Although mutant-specific T cells are elicited in some individuals infected with HIV-1 mutant viruses, the detailed characteristics of these T cells remain unknown. A recent study showed that the accumulation of strains expressing Nef135F, which were selected by
HLA-A*24:02-restricted T cells, was associated with poor outcomes in individuals with the detrimental
HLA-B*35:01 allele and that
HLA-B*35:01-restricted NefYF9 (Nef135-143)-specific T cells failed to recognize target cells infected with Nef135F mutant viruses. Here, we investigated
HLA-B*35:01-restricted T cells specific for the NefFF9
epitope incorporating the Nef135F mutation.
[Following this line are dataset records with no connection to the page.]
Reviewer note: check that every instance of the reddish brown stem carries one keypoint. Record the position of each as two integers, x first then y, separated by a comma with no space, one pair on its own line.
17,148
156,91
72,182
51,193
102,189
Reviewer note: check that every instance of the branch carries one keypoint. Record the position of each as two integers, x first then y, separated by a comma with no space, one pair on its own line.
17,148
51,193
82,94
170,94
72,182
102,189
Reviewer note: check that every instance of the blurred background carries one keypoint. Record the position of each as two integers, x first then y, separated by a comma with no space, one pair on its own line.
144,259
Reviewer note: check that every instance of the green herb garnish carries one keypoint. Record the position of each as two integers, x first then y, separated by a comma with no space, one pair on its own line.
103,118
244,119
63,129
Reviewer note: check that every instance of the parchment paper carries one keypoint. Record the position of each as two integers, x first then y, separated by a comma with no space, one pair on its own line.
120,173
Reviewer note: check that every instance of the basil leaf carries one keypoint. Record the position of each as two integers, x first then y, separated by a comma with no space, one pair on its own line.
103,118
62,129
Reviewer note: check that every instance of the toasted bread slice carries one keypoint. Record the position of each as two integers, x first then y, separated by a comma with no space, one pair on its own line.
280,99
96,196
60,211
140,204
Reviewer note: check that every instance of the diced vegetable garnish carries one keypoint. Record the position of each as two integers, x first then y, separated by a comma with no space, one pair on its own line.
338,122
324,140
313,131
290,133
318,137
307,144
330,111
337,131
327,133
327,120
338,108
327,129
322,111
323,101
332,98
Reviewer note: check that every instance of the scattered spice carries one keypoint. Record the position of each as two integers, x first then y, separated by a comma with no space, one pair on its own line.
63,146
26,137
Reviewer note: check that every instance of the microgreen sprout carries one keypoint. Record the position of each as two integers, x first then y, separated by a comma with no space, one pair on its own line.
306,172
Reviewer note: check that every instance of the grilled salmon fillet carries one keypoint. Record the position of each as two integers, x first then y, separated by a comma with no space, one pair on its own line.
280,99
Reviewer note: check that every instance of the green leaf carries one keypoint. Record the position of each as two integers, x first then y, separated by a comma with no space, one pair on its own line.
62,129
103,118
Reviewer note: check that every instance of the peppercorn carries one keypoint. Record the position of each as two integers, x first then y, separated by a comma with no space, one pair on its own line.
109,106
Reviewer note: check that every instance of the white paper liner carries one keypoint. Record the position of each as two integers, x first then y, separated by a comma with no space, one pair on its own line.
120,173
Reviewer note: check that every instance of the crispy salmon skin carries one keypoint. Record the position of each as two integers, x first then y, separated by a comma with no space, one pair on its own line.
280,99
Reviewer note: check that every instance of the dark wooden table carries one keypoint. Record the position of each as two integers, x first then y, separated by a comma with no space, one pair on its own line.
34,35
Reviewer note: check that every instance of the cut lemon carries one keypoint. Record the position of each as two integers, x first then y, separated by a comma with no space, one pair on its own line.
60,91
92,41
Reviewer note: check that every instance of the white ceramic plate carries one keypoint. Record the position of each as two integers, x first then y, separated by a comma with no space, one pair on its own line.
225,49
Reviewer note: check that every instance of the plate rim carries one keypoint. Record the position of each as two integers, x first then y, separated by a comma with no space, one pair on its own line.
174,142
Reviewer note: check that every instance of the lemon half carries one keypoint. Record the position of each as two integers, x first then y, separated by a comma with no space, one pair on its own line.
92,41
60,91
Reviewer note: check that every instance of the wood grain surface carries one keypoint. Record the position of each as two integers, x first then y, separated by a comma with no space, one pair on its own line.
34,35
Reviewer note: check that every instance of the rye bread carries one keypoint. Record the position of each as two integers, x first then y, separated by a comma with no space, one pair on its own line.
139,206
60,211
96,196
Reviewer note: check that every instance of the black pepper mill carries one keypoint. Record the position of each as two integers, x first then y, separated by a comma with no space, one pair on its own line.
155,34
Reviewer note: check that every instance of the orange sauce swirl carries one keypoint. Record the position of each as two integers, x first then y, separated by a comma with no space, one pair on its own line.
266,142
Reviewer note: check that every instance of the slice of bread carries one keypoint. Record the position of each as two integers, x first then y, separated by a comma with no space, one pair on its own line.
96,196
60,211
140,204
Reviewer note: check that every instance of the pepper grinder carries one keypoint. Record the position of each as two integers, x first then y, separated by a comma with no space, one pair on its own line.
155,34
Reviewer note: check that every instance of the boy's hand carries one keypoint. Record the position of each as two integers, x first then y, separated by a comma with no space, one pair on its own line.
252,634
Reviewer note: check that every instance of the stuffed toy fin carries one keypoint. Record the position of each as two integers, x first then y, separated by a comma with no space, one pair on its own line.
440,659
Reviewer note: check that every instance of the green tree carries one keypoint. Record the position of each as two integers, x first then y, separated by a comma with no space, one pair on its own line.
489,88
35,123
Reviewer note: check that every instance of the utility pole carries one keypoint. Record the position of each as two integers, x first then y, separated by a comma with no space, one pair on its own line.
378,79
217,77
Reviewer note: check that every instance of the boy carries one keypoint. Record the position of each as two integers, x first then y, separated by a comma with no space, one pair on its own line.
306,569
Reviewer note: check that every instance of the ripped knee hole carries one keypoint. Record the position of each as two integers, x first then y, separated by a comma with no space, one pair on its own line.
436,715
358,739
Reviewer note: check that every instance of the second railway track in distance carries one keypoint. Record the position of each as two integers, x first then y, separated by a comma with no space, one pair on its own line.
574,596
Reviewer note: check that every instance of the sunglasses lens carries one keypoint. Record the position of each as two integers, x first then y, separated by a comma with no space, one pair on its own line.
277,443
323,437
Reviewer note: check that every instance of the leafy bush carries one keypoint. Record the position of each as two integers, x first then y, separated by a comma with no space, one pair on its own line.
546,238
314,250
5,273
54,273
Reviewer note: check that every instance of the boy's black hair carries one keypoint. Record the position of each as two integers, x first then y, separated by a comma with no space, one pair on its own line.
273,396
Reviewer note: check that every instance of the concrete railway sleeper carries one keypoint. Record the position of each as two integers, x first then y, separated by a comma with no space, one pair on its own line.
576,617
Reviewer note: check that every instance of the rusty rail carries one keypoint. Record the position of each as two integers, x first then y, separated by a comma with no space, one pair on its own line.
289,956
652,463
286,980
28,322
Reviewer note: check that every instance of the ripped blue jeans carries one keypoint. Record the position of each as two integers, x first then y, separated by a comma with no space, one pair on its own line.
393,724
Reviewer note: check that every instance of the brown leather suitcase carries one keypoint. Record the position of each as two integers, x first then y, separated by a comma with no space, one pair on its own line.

Longitudinal
T-cell receptor (TCR) clonotype analysis demonstrated that 3 types of
HLA-B*35:01-restricted T cells (wild-type [WT] specific, mutant specific, and cross-reactive) with different T cell repertoires were elicited during the
clinical course.
HLA-B*35:01+ individuals possessing wild-type-specific T cells had a significantly lower plasma viral load (pVL) than those with mutant-specific and/or cross-reactive T cells, even though the latter T cells effectively recognized the mutant virus-infected cells. These results suggest that mutant-specific and cross-reactive T cells could only partially suppress HIV-1 replication in vivo. An ex vivo analysis of the T cells showed higher expression of PD-1 on cross-reactive T cells and lower expression of CD160/2B4 on the mutant-specific T cells than other T cells, implying that these inhibitory and stimulatory molecules are key to the reduced function of these T cells. In the present study, we demonstrate that mutant-specific and cross-reactive T cells do not contribute to the suppression of HIV-1 replication in HIV-1-infected individuals, even though they have the capacity to recognize mutant virus-infected cells. Thus, the collaboration of
HLA-A*24:02 with the detrimental allele
HLA-B*35:01 resulted in the coevolution of HIV-1 alongside virus-specific T cells, leading to poorer clinical outcomes. IMPORTANCE HIV-1 escape mutations are selected under pressure from HIV-1-specific CD8+ T cells. Accumulation of these mutations in circulating viruses impairs the control of HIV-1 by HIV-1-specific T cells. Although it is known that HIV-1-specific T cells recognizing mutant virus were elicited in some individuals infected with a mutant virus, the role of these T cells remains unclear. Accumulation of
phenylalanine at HIV-1 Nef135 (Nef135F), which is selected by
HLA-A*24:02-restricted T cells, led to poor clinical outcome in individuals carrying the detrimental
HLA-B*35:01 allele. In the present study, we found that
HLA-B*35:01-restricted mutant-specific and cross-reactive T cells were elicited in
HLA-B*35:01+ individuals infected with the Nef135F mutant virus. These T cells could not effectively suppress HIV-1 replication in vivo even though they could recognize mutant virus-infected cells in vitro. Mutant-specific and cross-reactive T cells expressed lower levels of stimulatory molecules and higher levels of inhibitory molecules, respectively, suggesting a potential mechanism whereby these T cells fail to suppress HIV-1 replication in HIV-1-infected individuals.